Voltando pela estrada, os garotos gritam: “ei, ei, por ali” e uma mão em formato de seta aponta um caminho. Não sei, mas achei que tudo bem acreditar nessas pessoas sem nome e perguntei: “O que tem lá?”. “Uma cachoeira com um Bu-da!”. E eu passei ali perto e não vi nada disso, como pode? Falei que topava ir lá se eles fossem na frente e me mostrassem o caminho. Eles aceitaram. Entramos num quintal, a casa estava fechada. Tinha um mini-vale e atrás dele, lá estava a cachoeira com um buda amarelo. A cachoeira foi meio decepcionante. A narração da sua existência pareceu mais atraente. Uma queda d’água fraquinha, mas num lugar incrível. Tentei fotografá-los algumas vezes, mas eles eram fugidios. Se escondiam muito rápido. Um tinha um capuz. Puxou e disse enfaticamente que não gostava de ser fotografado. Seguimos o nosso caminho e eles me mostraram mais outros quintais fantásticos. Nesses quintais, voltávamos à estaca anterior. Eles se escondiam e ficavam me observando enquanto eu descobria esses lugares. Quando eu achava que eles estavam distraídos, tentava fotografá-los. Mas eles nunca estavam distraídos e sempre fugiam. Sob pena de perder a confiança deles, parei.

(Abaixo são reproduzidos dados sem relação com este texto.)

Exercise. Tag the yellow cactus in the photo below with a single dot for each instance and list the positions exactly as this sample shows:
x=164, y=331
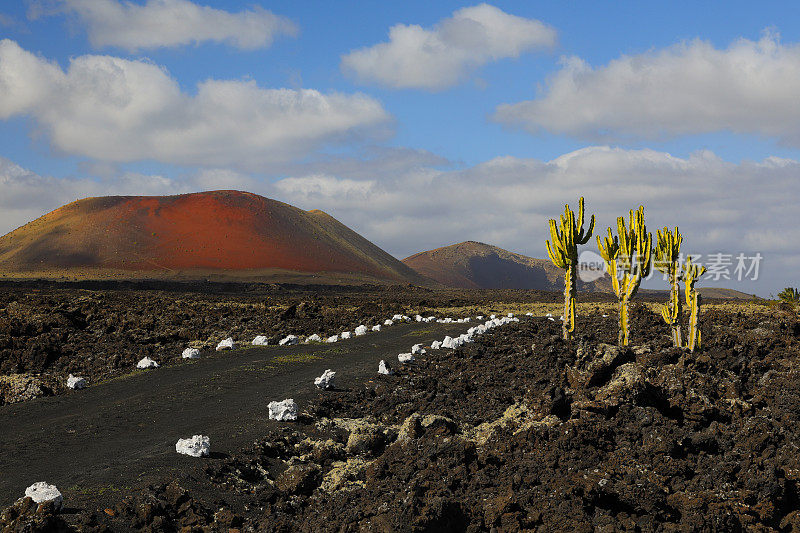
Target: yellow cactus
x=668, y=250
x=566, y=236
x=628, y=258
x=690, y=275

Voltei pra Nuvem e nunca mais os encontrei. Seguiu-se que, nos próximos dias, eu saía cedo para caminhar ou bem no fim da tarde. Me parecia que nessas horas de transição, dia-noite, os encontros mágicos eram mais propícios de acontecer. Contei o que tinha acontecido para alguns dos residentes e eles acharam que parecia viagem. Que nas fotos teriam flashes de luz ao invés de meninos. Rimos. As fotos comprovam. Rimos.

Partindo daquela imensidão verde e dos encontros, que eram muito concretos, criei uma ficção do que foi essa experiência no Vale. Acho que o perspectivismo ameríndio do antropólogo Eduardo Viveiros de Castro me tornou mais generosa e sensível à existência desses outros olhares. http://pt.wikipedia.org/wiki/Perspectivismo

Não levei computador para a residência, então não tinha como descarregar e ver o que eu estava fazendo. Via na câmera e imaginava edições. Acabou sendo um processo mais intuitivo e menos controlado. Em casa, editando o trabalho, “Venus as a boy” da Bjork tocando, momentaneamente achei que seria um bom nome. Vênus. Fui olhar no wikipedia e está lá:

“Depois da Lua, é o objeto mais brilhante do céu noturno... Vênus atinge seu brilho máximo algumas horas antes da alvorada ou depois do ocaso, sendo por isso conhecido como a estrela da manhã (Estrela d'Alva) ou estrela da tarde (Vésper); também é chamado Estrela do Pastor.”

http://pt.wikipedia.org/wiki/V%C3%A9nus_%28planeta%29

As fotos têm um verde profundo e um elemento brilhante. Vou guardá-las como estrelas. Um corpo de outro tempo que emite luz e te encontra aqui e agora. Mas ainda não estou certa quanto à “Vênus”. Estou sujeita a mudanças.